Idea and choreography: Mateja Bučar
Idea in visual concept: Vadim Fiškin
Movement/dance/co-creation: Kristina Aleksova, Maja Kalafatić
Sound: Borut Savski
Light: Jaka Šimenc
Construction of the parquet ball: Matija Jakin, MOJ HOBI
Mechanisms: Zavod Zet
Producer: Tina Dobnik

Production: The DUM Association of Artists, Zavod Maska In cooperation with the National Gallery of Slovenia
Coproduction:MGML/Indigo festival, Kino Šiška
Special thanks to: Stefan Doepner, Aleša Valič, Zavod ZET

“Parquet Ball is the title of choreographer Mateja Bučar’s newest work. More than just an indication of the content, the essence of the presentation, and its hidden points and implications, in this case the title is everything. Or, nomen est omenas the Latin phrase goes. Otherwise, Parquet Ball primarily creates an association to elaborate ballroom dances, balls, the height of dancing life in bourgeois society: perhaps we can imagine how couples in evening dresses circled around in luxurious halls, this vivid association is contrasted by the strict literality of the title, Parquet Ball, in its remoteness from a parquet ball, is a story about dance; a dance about dance as the phenomenology of movement and space. Here, the numerous moments of reference to modernism are no coincidence: the performance plays a part in marking the hundredth anniversary of the first issue of the journal Maska, and it therefore takes us to the 1920s; to the time of Bauhaus, and other modern turning points, all of which are paid homage to at various moments in the performance.
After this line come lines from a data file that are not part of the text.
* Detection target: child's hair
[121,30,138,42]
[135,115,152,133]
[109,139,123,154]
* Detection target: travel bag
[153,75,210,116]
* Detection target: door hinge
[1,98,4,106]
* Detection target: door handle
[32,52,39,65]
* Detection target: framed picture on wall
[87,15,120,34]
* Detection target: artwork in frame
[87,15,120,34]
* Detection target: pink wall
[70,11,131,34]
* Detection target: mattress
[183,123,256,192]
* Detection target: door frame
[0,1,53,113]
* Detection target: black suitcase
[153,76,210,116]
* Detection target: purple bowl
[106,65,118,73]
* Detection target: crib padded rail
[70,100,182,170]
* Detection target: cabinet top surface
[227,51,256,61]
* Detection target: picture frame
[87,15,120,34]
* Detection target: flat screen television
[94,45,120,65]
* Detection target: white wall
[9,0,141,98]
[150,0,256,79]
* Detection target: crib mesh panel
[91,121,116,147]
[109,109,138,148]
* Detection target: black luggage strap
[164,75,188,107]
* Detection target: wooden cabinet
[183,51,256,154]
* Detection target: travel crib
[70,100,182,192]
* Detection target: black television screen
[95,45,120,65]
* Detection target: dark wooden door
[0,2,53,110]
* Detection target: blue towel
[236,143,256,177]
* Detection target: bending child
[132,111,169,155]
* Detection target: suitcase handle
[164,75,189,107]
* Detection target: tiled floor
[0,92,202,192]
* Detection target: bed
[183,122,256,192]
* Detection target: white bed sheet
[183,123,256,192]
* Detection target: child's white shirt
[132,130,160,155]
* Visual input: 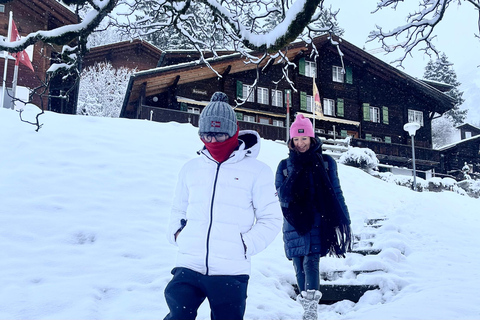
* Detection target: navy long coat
[275,139,351,259]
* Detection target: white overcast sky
[327,0,480,125]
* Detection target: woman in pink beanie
[275,114,352,320]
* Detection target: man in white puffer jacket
[165,92,283,320]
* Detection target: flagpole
[2,11,13,108]
[312,75,317,135]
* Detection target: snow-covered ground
[0,109,480,320]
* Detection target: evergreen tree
[77,62,135,118]
[423,53,467,125]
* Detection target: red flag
[10,20,35,71]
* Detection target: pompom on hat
[290,114,315,138]
[198,91,238,137]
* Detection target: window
[272,89,283,107]
[408,109,423,127]
[273,120,283,127]
[307,95,315,112]
[257,87,268,104]
[323,98,335,116]
[298,58,317,78]
[370,107,380,123]
[258,117,270,124]
[332,66,343,83]
[243,115,255,122]
[242,84,255,102]
[305,61,317,78]
[187,107,200,114]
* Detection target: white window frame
[257,87,268,104]
[332,66,345,83]
[272,119,284,127]
[258,118,270,124]
[242,84,255,102]
[305,61,317,78]
[272,89,283,107]
[370,106,380,123]
[187,107,200,114]
[307,95,315,112]
[243,114,255,122]
[408,109,423,127]
[323,98,335,116]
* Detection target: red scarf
[202,129,239,163]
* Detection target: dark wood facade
[0,0,78,113]
[83,39,162,71]
[121,36,454,169]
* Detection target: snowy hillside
[0,109,480,320]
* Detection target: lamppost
[403,122,420,191]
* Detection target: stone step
[320,284,380,304]
[365,218,387,226]
[350,248,382,256]
[320,269,385,281]
[292,283,380,304]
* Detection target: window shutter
[300,91,307,111]
[337,98,344,117]
[363,103,370,121]
[382,107,388,124]
[345,67,353,84]
[237,80,243,98]
[298,58,305,76]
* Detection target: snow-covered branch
[368,0,480,66]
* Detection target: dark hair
[287,137,317,150]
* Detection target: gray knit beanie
[198,91,237,137]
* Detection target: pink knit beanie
[290,114,315,138]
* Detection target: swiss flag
[10,20,35,71]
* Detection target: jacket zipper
[205,163,221,276]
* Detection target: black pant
[292,253,320,292]
[164,268,249,320]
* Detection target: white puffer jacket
[168,130,283,275]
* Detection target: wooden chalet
[120,35,454,170]
[0,0,77,113]
[83,39,162,71]
[457,123,480,140]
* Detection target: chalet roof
[420,79,454,92]
[121,35,455,114]
[457,123,480,132]
[437,134,480,151]
[85,39,162,61]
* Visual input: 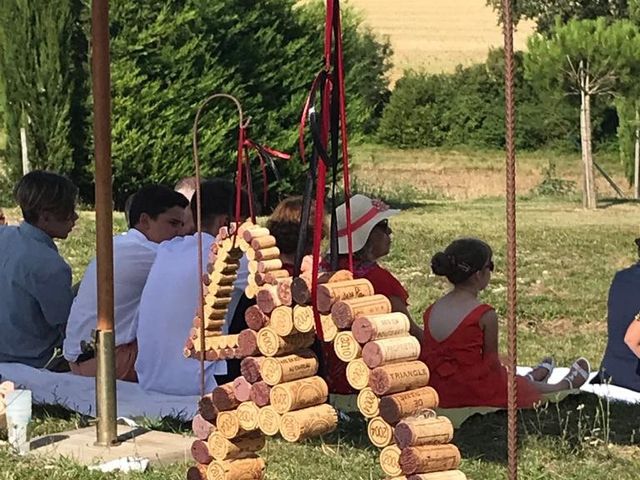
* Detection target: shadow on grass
[598,197,640,209]
[453,394,640,463]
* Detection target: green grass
[0,149,640,480]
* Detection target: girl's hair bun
[431,252,455,276]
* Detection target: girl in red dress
[421,238,590,408]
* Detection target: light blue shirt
[0,222,73,368]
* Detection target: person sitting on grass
[135,179,249,395]
[267,196,326,276]
[421,238,590,408]
[0,171,78,371]
[592,238,640,392]
[325,194,422,395]
[64,185,189,381]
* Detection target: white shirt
[136,233,248,395]
[63,228,158,362]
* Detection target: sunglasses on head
[374,218,389,232]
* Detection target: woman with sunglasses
[421,238,590,408]
[323,194,422,394]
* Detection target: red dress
[420,304,540,408]
[325,260,409,395]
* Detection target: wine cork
[317,278,375,313]
[293,305,315,332]
[216,410,247,439]
[347,358,371,390]
[260,350,318,386]
[394,417,453,448]
[249,235,276,250]
[276,277,293,307]
[400,444,461,475]
[212,258,240,275]
[380,387,439,425]
[204,284,233,305]
[240,357,264,383]
[406,470,467,480]
[242,226,271,243]
[280,404,338,442]
[318,270,353,285]
[207,456,266,480]
[357,387,380,418]
[236,401,260,432]
[232,375,251,402]
[380,445,402,477]
[320,314,338,342]
[249,380,271,407]
[258,405,280,436]
[270,377,329,414]
[331,295,391,328]
[369,360,429,396]
[258,327,315,357]
[198,393,218,423]
[187,464,207,480]
[351,312,411,344]
[362,336,420,368]
[207,431,266,461]
[212,382,240,412]
[191,439,213,465]
[291,275,311,305]
[263,269,289,285]
[269,305,298,337]
[367,417,394,448]
[258,258,282,273]
[209,272,237,285]
[256,285,282,314]
[333,332,362,362]
[191,413,216,440]
[244,305,269,332]
[238,328,259,357]
[244,275,260,299]
[255,247,280,261]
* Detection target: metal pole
[91,0,117,446]
[502,0,518,480]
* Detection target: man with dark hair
[0,170,78,371]
[64,185,189,381]
[136,179,248,395]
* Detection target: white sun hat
[336,195,400,254]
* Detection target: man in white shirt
[136,179,248,395]
[63,185,189,382]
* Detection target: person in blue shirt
[0,171,78,371]
[593,239,640,392]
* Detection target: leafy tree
[525,18,640,208]
[0,0,86,188]
[487,0,637,33]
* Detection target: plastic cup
[4,390,31,455]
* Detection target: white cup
[4,390,31,455]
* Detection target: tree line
[0,0,640,206]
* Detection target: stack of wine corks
[249,281,338,442]
[338,304,465,480]
[187,382,266,480]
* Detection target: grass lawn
[0,147,640,480]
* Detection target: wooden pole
[91,0,117,446]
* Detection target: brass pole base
[95,330,119,447]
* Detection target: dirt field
[348,0,533,79]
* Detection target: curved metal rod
[192,93,244,396]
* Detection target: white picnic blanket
[0,363,199,421]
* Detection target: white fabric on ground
[0,363,200,421]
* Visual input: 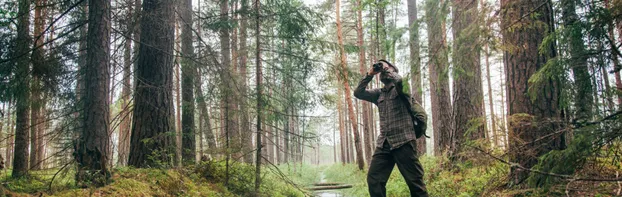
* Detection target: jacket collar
[380,83,395,92]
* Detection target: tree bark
[451,0,486,159]
[117,0,140,166]
[610,0,622,110]
[337,88,348,165]
[128,0,177,168]
[11,0,31,178]
[179,0,196,163]
[356,0,374,164]
[30,0,47,170]
[425,0,453,156]
[335,0,365,170]
[501,0,565,183]
[238,0,253,163]
[561,0,596,121]
[194,68,217,153]
[173,21,183,166]
[484,41,499,147]
[255,0,264,196]
[74,0,111,186]
[4,100,15,168]
[407,0,427,155]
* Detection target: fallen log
[307,184,352,191]
[313,183,343,186]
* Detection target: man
[354,60,428,197]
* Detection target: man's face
[380,62,395,84]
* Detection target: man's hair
[378,59,400,73]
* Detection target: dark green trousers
[367,140,428,197]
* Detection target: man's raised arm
[354,74,380,103]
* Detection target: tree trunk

Last but not least,the performance is set in motion by a parquet ball, a self-referential object which is closed in on itself, and which simultaneously summarises not only the thinking (in terms of dance, choreography) and the media itself but also a materialisation of the space itself; the space as a medium of artistic creation. And here we also cannot simply conclude that the medium is the message: we might sooner understand the material scheme of dance in Parquet Ball as a search for that most common primordial language of the body, which is the foundation of the universality of dance, and also always the cause and motivation for its manifold codes.”